Lavoratori interessati
L’incentivo spetta per l’assunzione di disoccupati:
- tra i 16 e i 34 anni di età (da intendersi come 34 anni e 364 giorni);
- che abbiano già compiuto 35 anni e che siano privi di impiego regolarmente retribuito da almeno 6 mesi.

Fatta eccezione per le ipotesi di trasformazione del rapporto di lavoro in rapporto a tempo indeterminato, i soggetti da assumere, nei 6 mesi precedenti all’assunzione, non devono aver avuto un rapporto di lavoro subordinato col lo stesso datore di lavoro che li assume, né con una società controllata, o collegata o comunque facente capo, anche per interposta persona, allo stesso soggetto.
 

Ambito territoriale
L’incentivo spetta a condizione che la prestazione lavorativa si svolga in una delle seguenti regioni: Basilicata, Calabria, Campania, Puglia, Sicilia, Abruzzo, Molise e Sardegna, indipendentemente dalla residenza del soggetto da assumere o dalla sede legale del datore di lavoro.
In caso di spostamento della sede di lavoro in una delle regioni per cui non è previsto lo sgravio, l’agevolazione non spetta a partire dal primo mese di paga successivo al trasferimento.

Rapporti incentivati
L'incentivo è riconosciuto per le assunzioni e le trasformazioni a tempo indeterminato effettuate tra il 1° gennaio e il 31 dicembre 2018.

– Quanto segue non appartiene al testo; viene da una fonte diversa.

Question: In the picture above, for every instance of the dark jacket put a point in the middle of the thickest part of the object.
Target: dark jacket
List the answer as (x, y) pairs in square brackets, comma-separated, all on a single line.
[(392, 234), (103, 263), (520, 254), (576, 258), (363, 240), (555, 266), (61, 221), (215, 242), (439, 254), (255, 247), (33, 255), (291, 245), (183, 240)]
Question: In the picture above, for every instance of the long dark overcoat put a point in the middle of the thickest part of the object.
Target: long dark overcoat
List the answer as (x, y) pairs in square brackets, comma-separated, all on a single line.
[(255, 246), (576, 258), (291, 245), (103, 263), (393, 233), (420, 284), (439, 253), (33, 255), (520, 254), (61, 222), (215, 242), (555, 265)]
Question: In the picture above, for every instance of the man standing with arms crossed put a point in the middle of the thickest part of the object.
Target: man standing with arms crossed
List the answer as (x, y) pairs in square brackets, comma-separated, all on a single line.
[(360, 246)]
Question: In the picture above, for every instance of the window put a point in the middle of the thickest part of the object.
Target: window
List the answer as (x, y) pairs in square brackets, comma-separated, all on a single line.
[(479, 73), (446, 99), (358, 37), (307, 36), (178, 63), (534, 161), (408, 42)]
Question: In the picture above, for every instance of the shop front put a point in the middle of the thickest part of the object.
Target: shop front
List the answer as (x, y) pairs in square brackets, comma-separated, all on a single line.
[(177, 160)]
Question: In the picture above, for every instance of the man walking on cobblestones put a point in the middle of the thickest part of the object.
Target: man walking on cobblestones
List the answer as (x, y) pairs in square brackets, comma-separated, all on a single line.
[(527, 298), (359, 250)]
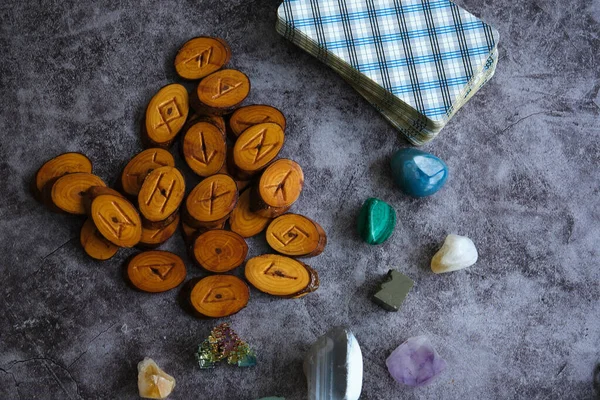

Nel caso di assunzione con particolari tipologie contrattuali si applicano le specificità indicate in tabella:

Tipologia di assunzione           

Ammissibilità incentivo

No

Part- time

X

 

Somministrazione di lavoro (1)

X

 

Apprendistato (2)

● Professionalizzante

● Per la qualifica e il diploma professionale, il diploma di istruzione secondaria superiore e il certificato di specializzazione tecnica superiore

● Di alta formazione e ricerca

Socio di cooperativa di lavoro

X

 

Lavoro domestico

 

X

Lavoro intermittente

 

X

Prestazioni di lavoro occasionale

 

X

(1) In caso di assunzione a tempo indeterminato a scopo di somministrazione l’esonero spetta sia per la somministrazione a tempo indeterminato che per la somministrazione a tempo determinato, compresi gli eventuali periodi in cui il lavoratore rimane in attesa di assegnazione.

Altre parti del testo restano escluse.